ICS Training Recap

During the week of November 4-7, Jacksonville Spillage Control (JSC) sponsored three advanced Incident Command System training courses. A BIG “THANK YOU” to JEA for providing their spacious and conveniently located Conservation Center for the training.

All of these courses were a huge success and were offered at no cost to our members. We encourage all members to make every effort to attend all available ICS training. We know it is difficult to send employees to training they may never need, but anyone who could be involved in a response on your facility or vessels needs a basic working knowledge of ICS.

The training was conducted by Doug Schuster and Ken Jones of Planning & Prevention Solutions. Both of these gentlemen are retired U.S. Coast Guard officers with over 50 years of combined experience in incident response and emergency management. Doug and Ken have mastered ICS by working on some of the nation’s largest spills and incidents including the Exxon Valdez, Hurricane Katrina, and the Deepwater Horizon.

On November 4, we held an Operations Section Chief workshop that provided great insight on the development of strategies and tactics to implement the Unified Command’s operational objectives. We also learned how to monitor and evaluate current response operations while simultaneously identifying the required resources, personnel and work assignments for the next operational period.
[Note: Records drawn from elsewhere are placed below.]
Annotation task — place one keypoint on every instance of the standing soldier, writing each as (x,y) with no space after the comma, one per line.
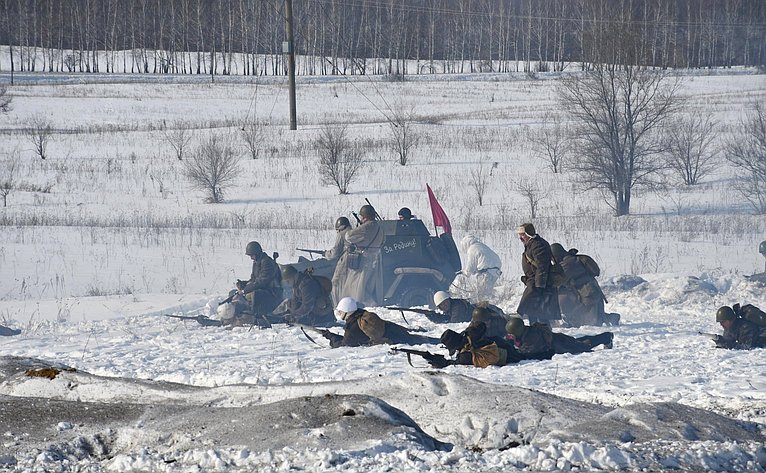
(263,291)
(539,303)
(580,297)
(356,271)
(738,333)
(482,264)
(342,225)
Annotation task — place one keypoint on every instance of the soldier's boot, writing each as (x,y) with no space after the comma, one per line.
(612,319)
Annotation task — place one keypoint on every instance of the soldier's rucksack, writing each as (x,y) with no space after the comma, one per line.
(751,313)
(589,263)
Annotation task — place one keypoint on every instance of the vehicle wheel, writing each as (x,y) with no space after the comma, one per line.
(417,297)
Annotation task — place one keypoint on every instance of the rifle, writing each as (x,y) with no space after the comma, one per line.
(431,315)
(433,359)
(203,320)
(310,251)
(377,215)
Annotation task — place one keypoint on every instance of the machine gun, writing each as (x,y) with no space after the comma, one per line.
(203,320)
(433,359)
(311,252)
(431,315)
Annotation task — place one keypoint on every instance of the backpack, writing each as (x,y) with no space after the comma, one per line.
(590,264)
(751,313)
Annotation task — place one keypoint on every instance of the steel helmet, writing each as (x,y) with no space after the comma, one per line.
(253,248)
(341,223)
(440,297)
(725,313)
(515,327)
(289,272)
(367,211)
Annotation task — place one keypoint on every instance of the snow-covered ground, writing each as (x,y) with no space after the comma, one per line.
(89,267)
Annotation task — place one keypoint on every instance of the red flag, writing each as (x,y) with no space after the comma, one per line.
(440,218)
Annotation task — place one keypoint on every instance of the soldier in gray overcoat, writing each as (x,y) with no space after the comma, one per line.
(356,274)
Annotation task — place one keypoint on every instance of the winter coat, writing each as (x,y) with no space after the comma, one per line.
(477,256)
(580,298)
(334,254)
(539,302)
(487,351)
(367,328)
(263,292)
(540,341)
(495,323)
(356,273)
(743,335)
(310,304)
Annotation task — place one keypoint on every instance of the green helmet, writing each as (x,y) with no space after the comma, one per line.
(289,272)
(453,341)
(725,313)
(342,222)
(515,327)
(367,211)
(253,249)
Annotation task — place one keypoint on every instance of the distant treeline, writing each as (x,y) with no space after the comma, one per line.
(378,36)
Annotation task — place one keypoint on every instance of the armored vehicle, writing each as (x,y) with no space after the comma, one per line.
(412,266)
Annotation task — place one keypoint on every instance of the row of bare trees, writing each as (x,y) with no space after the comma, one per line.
(372,37)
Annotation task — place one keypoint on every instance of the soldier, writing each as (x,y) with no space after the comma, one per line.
(539,302)
(366,328)
(310,303)
(481,267)
(492,321)
(263,291)
(456,310)
(538,340)
(738,333)
(356,272)
(342,225)
(474,347)
(8,332)
(580,297)
(405,214)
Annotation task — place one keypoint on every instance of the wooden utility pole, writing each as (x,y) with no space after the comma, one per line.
(287,48)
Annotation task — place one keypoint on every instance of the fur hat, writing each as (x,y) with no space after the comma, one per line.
(526,228)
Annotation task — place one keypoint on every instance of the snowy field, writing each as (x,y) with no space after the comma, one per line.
(106,235)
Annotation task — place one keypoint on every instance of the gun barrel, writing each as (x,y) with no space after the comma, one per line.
(310,250)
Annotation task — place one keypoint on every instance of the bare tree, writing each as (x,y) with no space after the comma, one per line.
(179,137)
(254,132)
(39,134)
(553,142)
(619,110)
(689,147)
(5,100)
(212,167)
(404,136)
(479,181)
(8,177)
(746,150)
(339,158)
(534,192)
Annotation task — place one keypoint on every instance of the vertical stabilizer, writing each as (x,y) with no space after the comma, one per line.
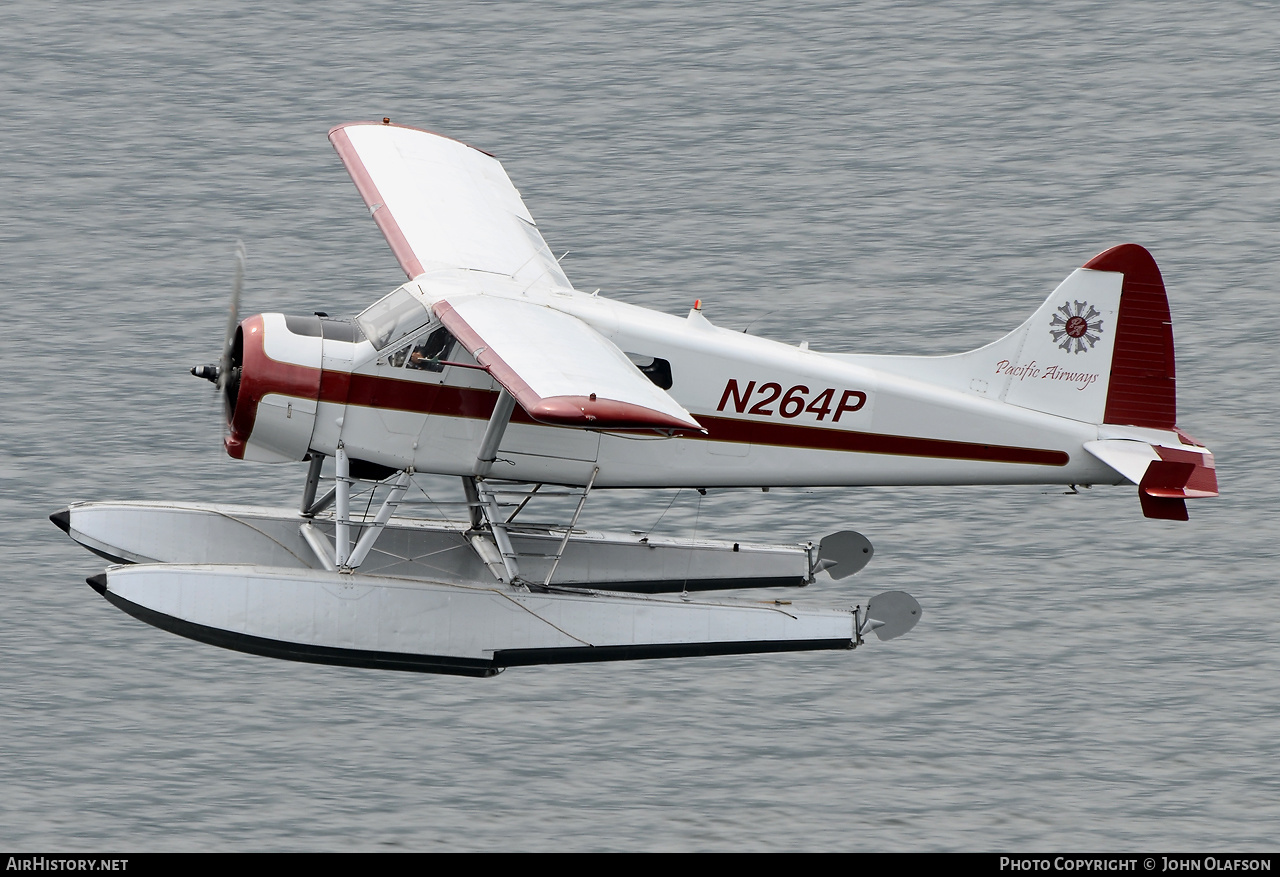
(1142,391)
On November 5, we held a Planning Section Chief workshop where we learned about the critical role the Planning Officer plays in the management of the ICS process and development of a complete and sustainable Incident Action Planning. We also delved into the vital units supervised by the Planning Officer such as the Situation Unit, Resource Unit, and Documentation Unit who all have critical roles in a successful response.

On November 6 and 7, we held a two-day Initial Response Team course. During this training, we learned the skills to successfully manage the chaos that often occurs in the initial stages of a response. We all know now that during the first hours on an incident we must:

  1. Ensure safety of personnel,
  2. Make required notifications, and
  3. Develop an accurate assessment of the situation.

Students participated in multiple exercises that provided realistic hands-on training to master the development of a comprehensive ICS-201 and build the skills required to be a member of an initial Incident Management Team.